HW1 Expectation Maximization

Due Sunday, January 29 at 11:59pm

The purpose of this homework is to help you familiarize yourself with MATLAB and explore the properties of the Expectation-Maximization algorithm using Gaussian Probability Density Functions.

For info on EM and Gaussian mixture models, see Andrew Ng's lecture notes, Bishop pp. 430-439, or the slides posted on the syllabus. I find the first to be the clearest.

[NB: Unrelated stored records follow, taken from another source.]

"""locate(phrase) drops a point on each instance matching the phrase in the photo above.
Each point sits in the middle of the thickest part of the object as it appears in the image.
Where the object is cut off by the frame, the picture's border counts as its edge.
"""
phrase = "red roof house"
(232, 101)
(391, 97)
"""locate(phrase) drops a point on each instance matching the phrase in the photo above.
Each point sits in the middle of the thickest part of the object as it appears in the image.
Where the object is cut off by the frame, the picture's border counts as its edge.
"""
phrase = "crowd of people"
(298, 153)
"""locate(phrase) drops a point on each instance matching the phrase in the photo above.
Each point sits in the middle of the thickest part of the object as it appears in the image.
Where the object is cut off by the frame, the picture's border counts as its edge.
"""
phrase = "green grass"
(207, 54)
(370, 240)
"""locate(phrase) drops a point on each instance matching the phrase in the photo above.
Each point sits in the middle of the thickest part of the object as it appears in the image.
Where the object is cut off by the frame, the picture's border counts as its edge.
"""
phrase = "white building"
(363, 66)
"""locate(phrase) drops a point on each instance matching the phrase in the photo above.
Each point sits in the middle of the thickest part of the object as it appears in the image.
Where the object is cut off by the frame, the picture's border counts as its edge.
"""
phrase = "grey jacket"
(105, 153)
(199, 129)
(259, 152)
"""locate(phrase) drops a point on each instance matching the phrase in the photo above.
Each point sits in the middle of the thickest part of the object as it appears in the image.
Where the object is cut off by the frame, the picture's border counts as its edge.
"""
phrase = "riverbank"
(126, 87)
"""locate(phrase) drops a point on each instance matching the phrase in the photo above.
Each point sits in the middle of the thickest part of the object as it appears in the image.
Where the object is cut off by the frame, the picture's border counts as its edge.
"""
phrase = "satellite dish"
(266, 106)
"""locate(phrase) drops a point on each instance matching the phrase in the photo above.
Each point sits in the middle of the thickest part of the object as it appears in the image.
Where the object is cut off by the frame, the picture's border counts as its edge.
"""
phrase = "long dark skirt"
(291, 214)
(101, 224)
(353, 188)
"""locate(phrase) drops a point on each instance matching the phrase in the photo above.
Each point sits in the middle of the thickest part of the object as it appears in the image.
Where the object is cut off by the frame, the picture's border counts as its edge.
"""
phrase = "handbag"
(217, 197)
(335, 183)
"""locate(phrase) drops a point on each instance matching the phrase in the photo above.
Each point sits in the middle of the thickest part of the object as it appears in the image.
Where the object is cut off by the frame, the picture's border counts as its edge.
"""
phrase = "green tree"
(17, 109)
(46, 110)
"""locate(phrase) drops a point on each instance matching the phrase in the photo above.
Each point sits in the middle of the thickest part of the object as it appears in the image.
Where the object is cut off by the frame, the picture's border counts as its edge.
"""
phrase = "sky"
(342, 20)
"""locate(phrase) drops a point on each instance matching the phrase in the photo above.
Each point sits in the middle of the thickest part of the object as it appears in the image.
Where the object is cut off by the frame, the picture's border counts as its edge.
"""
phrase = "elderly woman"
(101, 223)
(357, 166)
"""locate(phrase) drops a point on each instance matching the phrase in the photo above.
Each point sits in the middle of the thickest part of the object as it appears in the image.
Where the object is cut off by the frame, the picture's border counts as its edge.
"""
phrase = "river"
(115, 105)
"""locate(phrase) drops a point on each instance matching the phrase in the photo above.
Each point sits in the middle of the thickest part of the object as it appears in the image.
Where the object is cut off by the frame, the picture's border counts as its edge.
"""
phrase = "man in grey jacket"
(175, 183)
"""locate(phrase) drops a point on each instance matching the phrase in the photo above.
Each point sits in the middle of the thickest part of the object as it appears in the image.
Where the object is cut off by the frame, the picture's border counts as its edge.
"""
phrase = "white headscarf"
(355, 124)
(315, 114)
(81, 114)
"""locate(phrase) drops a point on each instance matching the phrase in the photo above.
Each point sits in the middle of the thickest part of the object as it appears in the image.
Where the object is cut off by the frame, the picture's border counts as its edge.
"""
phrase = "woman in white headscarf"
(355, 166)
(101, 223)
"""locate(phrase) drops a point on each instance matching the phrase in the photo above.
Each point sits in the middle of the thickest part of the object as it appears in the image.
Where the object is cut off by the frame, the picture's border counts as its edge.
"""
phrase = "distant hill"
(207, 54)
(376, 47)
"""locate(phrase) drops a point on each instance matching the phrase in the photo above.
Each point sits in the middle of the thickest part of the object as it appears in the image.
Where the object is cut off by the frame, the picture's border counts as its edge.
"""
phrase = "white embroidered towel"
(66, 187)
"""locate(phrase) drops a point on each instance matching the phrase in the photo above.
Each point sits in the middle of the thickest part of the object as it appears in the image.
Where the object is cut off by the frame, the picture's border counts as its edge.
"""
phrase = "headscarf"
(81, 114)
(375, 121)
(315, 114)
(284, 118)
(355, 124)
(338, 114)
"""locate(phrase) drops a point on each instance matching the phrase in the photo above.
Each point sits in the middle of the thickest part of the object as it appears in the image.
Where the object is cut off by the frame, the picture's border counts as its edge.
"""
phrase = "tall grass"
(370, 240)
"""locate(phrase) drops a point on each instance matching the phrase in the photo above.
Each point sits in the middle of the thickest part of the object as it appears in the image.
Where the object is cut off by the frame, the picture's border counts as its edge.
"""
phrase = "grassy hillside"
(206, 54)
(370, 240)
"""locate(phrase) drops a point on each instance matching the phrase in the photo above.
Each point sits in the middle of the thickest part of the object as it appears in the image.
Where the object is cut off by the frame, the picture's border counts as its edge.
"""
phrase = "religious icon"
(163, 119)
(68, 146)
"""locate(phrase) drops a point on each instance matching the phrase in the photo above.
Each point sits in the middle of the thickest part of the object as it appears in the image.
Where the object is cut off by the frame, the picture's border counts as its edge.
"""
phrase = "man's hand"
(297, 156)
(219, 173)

You will accomplish this project with the following steps:

1. Build a model. Randomly generate a gaussian mixture model that generates two dimensional data points. First, randomly generate two mean vectors and two covariance matricies to represent two gaussian models: 1 and 2. Also randomly generate the prior probabilities P(1) and P(2) = 1 - P(1), which control the probability of picking each of the two Gaussians. Make sure the covariance matrix is symmetric and positive definite. You can find recipes for generating such matrices on the web.
2. Generate data. Generate a set of random data to use as training samples. You will likely find the MATLAB function mvnrnd helpful.
3. Implement the Expectation Maximization algorithm You may want to use the following MATLAB functions: mvnpdf, mean, and cov. You will also need to understand different ways MATLAB provides for indexing arrays/matrices of data and for loops. Try not to use 'for...loops' when possible -- they're slow in Matlab. For more info on this, see the Matlab tutorials linked on the syllabus, or this on improving the speed of Matlab code via vectorization.
4. Create plots. See help plot. You must show the original data points with different colors depending on which Gaussian generated it and then show the datapoints classified according to which Gaussian your model says is most likely to have generated it. You must plot the accuracy of means and other parameters found by your algorithm compared over several trials (generate multiple sets of data using different models) in comparison to the ground truth parameters.
5. Describe your work in a well-written report. This should not be very long (two pages or less, unless you have a very compelling reason to wax verbose). You can use whatever method you want to generate the report (Latex, MSWord, etc), but the document you submit must be in PDF format. Mention implementation details (parameters used, etc.) and explain your plots. You don't need to explain the whole EM algorithhm. For this and all assignements, all plots must have titles, axis labels, and captions briefly describing the plot!
6. Submit. Submit your assignment before the deadline using turnin as described on the class homepage to dkit.